Judgment, Supreme Court, Bronx County (Cassandra Mullen, J., at hearing; Dominick Massaro, J., at jury trial and sentencing), rendered October 6, 2010, convicting defendant of criminal possession of a weapon in the second degree, resisting arrest and unlawful possession of marijuana, and sentencing him to an aggregate term of 3½ years and a $25 fine, unanimously affirmed. The matter is remitted to Supreme Court, Bronx County, for further proceedings pursuant to CPL 460.50 (5).
The court properly denied defendant's suppression motion in all respects. There is no basis for disturbing the court's credibility determinations. Initially, we note that there is no merit to defendant's suggestion that he is entitled to suppression of a loaded pistol simply because some portions of the oral decision that the court rendered immediately after the hearing may have been inartfully worded.

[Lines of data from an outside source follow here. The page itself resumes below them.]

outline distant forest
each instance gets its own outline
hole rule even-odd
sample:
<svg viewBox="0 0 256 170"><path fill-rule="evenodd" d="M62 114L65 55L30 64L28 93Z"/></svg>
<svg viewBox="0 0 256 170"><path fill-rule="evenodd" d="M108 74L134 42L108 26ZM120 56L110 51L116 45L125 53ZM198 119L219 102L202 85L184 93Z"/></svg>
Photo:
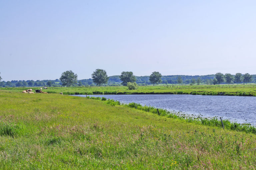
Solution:
<svg viewBox="0 0 256 170"><path fill-rule="evenodd" d="M256 75L252 75L252 81L249 83L256 83ZM180 77L182 80L182 84L189 85L192 83L192 80L196 81L200 78L200 84L212 84L213 80L215 77L215 74L204 76L186 76L183 75L175 75L172 76L163 76L162 77L162 83L177 84L178 84L178 77ZM108 83L103 86L122 86L122 81L120 80L119 76L110 76ZM149 76L136 76L136 83L139 85L146 85L151 84L149 81ZM243 83L243 82L242 82ZM225 84L223 83L222 84ZM58 79L55 80L12 80L5 82L0 82L0 87L60 87L61 82ZM83 79L78 80L77 86L94 86L92 79Z"/></svg>

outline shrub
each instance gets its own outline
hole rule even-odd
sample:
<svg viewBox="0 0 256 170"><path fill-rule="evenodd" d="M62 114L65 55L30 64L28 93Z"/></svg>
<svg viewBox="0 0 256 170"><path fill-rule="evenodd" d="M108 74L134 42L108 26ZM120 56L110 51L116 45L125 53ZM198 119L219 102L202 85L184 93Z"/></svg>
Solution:
<svg viewBox="0 0 256 170"><path fill-rule="evenodd" d="M127 87L129 90L136 90L137 89L137 84L136 82L131 83L128 82L127 83Z"/></svg>
<svg viewBox="0 0 256 170"><path fill-rule="evenodd" d="M21 125L0 122L0 135L13 136L18 133L22 129Z"/></svg>
<svg viewBox="0 0 256 170"><path fill-rule="evenodd" d="M93 94L103 94L103 92L99 91L93 91L92 93Z"/></svg>

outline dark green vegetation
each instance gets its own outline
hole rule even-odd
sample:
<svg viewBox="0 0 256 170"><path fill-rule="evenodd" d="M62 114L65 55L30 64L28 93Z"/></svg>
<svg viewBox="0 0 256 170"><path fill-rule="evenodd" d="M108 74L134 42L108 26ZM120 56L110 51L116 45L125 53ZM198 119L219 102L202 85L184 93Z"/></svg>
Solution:
<svg viewBox="0 0 256 170"><path fill-rule="evenodd" d="M0 130L1 168L256 166L255 135L160 116L150 111L155 112L154 108L141 106L145 112L101 100L0 90L0 122L4 127Z"/></svg>
<svg viewBox="0 0 256 170"><path fill-rule="evenodd" d="M101 98L100 97L90 97L89 96L87 96L87 97L88 99L102 101L106 100L106 98L104 97L103 97L102 98ZM120 102L117 101L115 101L113 99L109 100L107 103L110 104L111 106L121 105ZM142 106L140 104L134 103L129 103L128 104L123 104L122 105L135 108L136 109L143 110L145 112L150 112L155 114L157 114L159 116L166 116L167 117L172 118L173 119L178 119L187 122L193 122L197 124L212 126L222 127L221 120L218 120L218 118L216 117L214 117L211 119L202 118L186 118L184 116L177 115L175 113L171 113L166 110L155 108L153 106ZM241 132L243 131L246 133L252 133L256 134L256 128L249 124L241 124L236 122L231 122L228 120L223 120L223 123L224 127L227 129Z"/></svg>
<svg viewBox="0 0 256 170"><path fill-rule="evenodd" d="M192 94L211 95L256 96L256 85L222 85L194 86L173 86L164 84L153 86L137 86L137 89L129 90L126 86L86 87L50 87L43 91L48 93L62 92L64 94ZM2 88L1 89L21 92L31 88L34 90L39 87Z"/></svg>
<svg viewBox="0 0 256 170"><path fill-rule="evenodd" d="M107 72L102 69L96 69L92 74L92 78L93 82L99 86L107 83L108 80Z"/></svg>
<svg viewBox="0 0 256 170"><path fill-rule="evenodd" d="M162 82L161 78L162 75L159 72L154 71L149 76L149 81L151 84L153 84L153 86L155 86L155 84L158 84ZM168 83L168 82L166 82Z"/></svg>
<svg viewBox="0 0 256 170"><path fill-rule="evenodd" d="M70 87L76 83L77 81L77 75L75 74L71 70L66 71L61 74L60 80L63 86ZM50 82L51 82L48 81L47 84L48 85L51 84L51 83Z"/></svg>
<svg viewBox="0 0 256 170"><path fill-rule="evenodd" d="M248 73L247 73L248 74ZM234 76L235 79L232 83L256 83L256 75L250 75L247 74L242 75L241 73L236 73ZM249 81L244 81L244 76L246 74L249 76L248 78L251 76L251 79L246 79L249 80ZM223 75L224 76L224 75ZM234 76L232 76L234 77ZM237 77L238 76L238 77ZM119 76L113 76L108 77L108 81L106 84L102 85L104 86L121 86L122 81L120 79ZM225 77L225 76L224 76ZM248 77L248 76L247 76ZM215 75L212 74L204 76L188 76L188 75L171 75L162 76L161 80L164 84L178 84L183 83L183 84L194 85L199 79L200 79L200 84L204 84L207 85L216 84L217 84L217 80L215 78ZM136 83L139 86L153 84L150 81L149 76L135 76L135 80L132 80L136 81ZM225 77L224 77L225 78ZM232 78L231 77L231 78ZM130 81L131 80L130 80ZM247 80L246 80L247 81ZM127 81L129 82L129 81ZM130 81L130 82L131 82ZM223 82L224 83L224 82ZM47 83L49 83L47 84ZM228 84L226 82L226 83ZM84 79L78 80L77 84L74 85L74 86L95 86L95 84L93 83L93 79ZM3 81L0 82L0 86L2 87L22 87L23 86L27 87L40 87L43 86L61 86L62 85L61 82L58 79L55 80L12 80L5 82Z"/></svg>
<svg viewBox="0 0 256 170"><path fill-rule="evenodd" d="M136 81L135 76L131 71L123 71L120 77L120 80L123 82L121 84L123 86L127 86L128 82L134 83Z"/></svg>

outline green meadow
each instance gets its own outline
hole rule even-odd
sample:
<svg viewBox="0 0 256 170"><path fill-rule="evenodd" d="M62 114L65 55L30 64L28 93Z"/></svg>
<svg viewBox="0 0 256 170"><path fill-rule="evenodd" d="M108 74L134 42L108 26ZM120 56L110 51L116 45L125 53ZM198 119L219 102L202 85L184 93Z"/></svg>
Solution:
<svg viewBox="0 0 256 170"><path fill-rule="evenodd" d="M256 167L256 135L253 133L190 123L128 106L110 104L109 101L56 94L96 89L130 91L125 87L87 88L50 87L44 91L54 92L48 94L22 93L22 88L0 90L0 169ZM178 90L164 88L139 87L138 91ZM235 88L243 89L230 90ZM244 90L250 93L253 88L246 87Z"/></svg>
<svg viewBox="0 0 256 170"><path fill-rule="evenodd" d="M0 89L21 92L24 90L32 88L33 90L40 87L2 88ZM94 86L77 87L49 87L43 91L49 93L64 94L193 94L212 95L256 96L256 85L180 85L162 84L152 86L138 86L136 90L129 90L126 86ZM33 91L34 92L34 90Z"/></svg>

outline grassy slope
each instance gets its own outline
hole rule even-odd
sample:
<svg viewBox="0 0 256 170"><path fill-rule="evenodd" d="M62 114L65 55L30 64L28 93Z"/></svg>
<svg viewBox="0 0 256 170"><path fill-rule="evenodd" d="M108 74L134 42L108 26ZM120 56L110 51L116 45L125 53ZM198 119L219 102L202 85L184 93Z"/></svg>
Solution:
<svg viewBox="0 0 256 170"><path fill-rule="evenodd" d="M1 169L256 166L255 135L111 107L97 100L1 90L0 117ZM3 125L16 134L3 133Z"/></svg>
<svg viewBox="0 0 256 170"><path fill-rule="evenodd" d="M21 92L23 90L30 88L29 87L1 88L1 89ZM39 88L31 88L34 90ZM141 86L135 90L128 90L125 86L106 86L77 87L50 87L48 89L43 89L43 91L50 93L59 93L63 92L64 94L92 94L93 93L107 93L110 94L202 94L206 95L229 95L236 96L256 96L256 85L176 85L168 88L163 86Z"/></svg>

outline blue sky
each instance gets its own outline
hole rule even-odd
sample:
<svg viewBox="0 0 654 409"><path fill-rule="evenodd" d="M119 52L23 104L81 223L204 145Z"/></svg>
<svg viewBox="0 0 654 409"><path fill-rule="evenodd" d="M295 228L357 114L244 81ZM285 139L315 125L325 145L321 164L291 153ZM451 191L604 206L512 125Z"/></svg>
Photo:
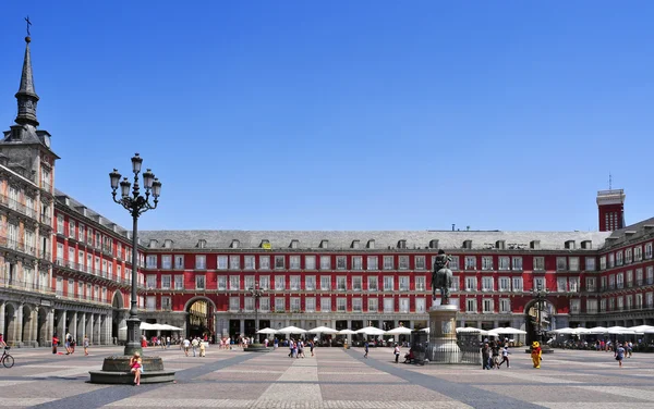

Defendant did not preserve the challenge to the initial stop. Moreover, the police lawfully stopped the car defendant was driving after they observed that its windows appeared to be excessively tinted, in violation of the Vehicle and Traffic Law. When the police asked defendant to roll down the windows, they detected an odor of marijuana. This was sufficient, by itself, to provide probable cause to arrest defendant and search the car (see e.g. People v Smith, 66 AD3d 514 [1st Dept 2009], lv denied 13 NY3d 942 [2010]).
The People met their burden of establishing that defendant's statements were made voluntarily (see People v Witherspoon, 66 NY2d 973, 973-974 [1985]; People v Ferro, 63 NY2d 316, 322 [1984]; People v Curry, 287 AD2d 252, 253 [2001]). When defendant denied knowledge of the pistol recovered from the glove compartment of the car he was driving, there was nothing coercive about advising defendant that the police would need to speak to his grandmother, who was the registered owner of the car. This was the next logical investigatory step. The record fails to support defendant's assertion that, viewed in context, this was a threat to arrest defendant's [*2]grandmother if defendant refused to admit possession of the weapon. We have considered and rejected defendant's remaining arguments concerning the admissibility of his statements. Concur—Friedman, J.P., DeGrasse, Richter, Abdus-Salaam and Feinman, JJ.